Description & History
The Kerry Blue Terrier is the national dog of the Republic of Ireland.
The exact origin of the breed is hard to define but it is thought by some writers to lie in south-west Ireland, where for generations they worked on the farms and possibly shared their ancestry with other Irish breeds. All these breeds were working and sporting dogs. They shared many similarities before any of the distinct breeds emerged in the nineteenth and twentieth centuries.
There is also a theory that the Kerry Blue, like the Irish Water Spaniel and the Poodle, share their ancestries with the Portuguese Water Dog. This theory is perhaps not quite so bizarre as it might first appear. All breeds share a love of water, are hunting dogs and have certain similarities in their coats.

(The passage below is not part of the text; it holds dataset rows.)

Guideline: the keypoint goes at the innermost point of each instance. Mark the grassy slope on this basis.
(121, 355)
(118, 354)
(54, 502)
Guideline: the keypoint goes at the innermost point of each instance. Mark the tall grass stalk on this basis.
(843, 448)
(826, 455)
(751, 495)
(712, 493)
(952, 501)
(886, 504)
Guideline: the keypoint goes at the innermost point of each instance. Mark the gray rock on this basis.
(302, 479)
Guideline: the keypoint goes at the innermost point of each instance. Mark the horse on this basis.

In 1588 both Spanish and Portuguese ships which formed the Armada sailed from Cadiz for English waters in order to convoy the Spanish Infantry across the Channel to land on English soil. History records the failure of the operation. Spanish galleons sank in the Channel, others were blown off course, by severe gales, and were wrecked off the Irish coast. Survivors from the wreckage would have swum ashore, no difficult task for the Water Dogs from Portugal, especially as they were used to carry messages between ships at sea. It seems not improbable that the the ancestors of todays Kerry Blues could go back to the time of the Spanish Armada.

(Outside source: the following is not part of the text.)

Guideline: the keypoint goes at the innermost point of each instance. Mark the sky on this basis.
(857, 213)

The breed's original colouring was possibly inherited from other indigenous breeds in Ireland. Later in the breed's history, strains of the Bedlington Terrier probably had an influence on the colouring and coat of the breed.
Kerry Blues lived and worked on the farms. Farmers relied on them for their ratting, herding, hunting and guarding abilities. The breed's love of water also and made it adept at otter-hunting before the sport was banned in the British Isles and Ireland.
The breed was known by various names such as the Irish Blue Terrier or the Blue Terrier until 1922 when the name "Kerry Blue" was established. It was recognised by the British Kennel Club in 1920.
An active breed which enjoys most outdoor activities and should therefore be exercised regularly.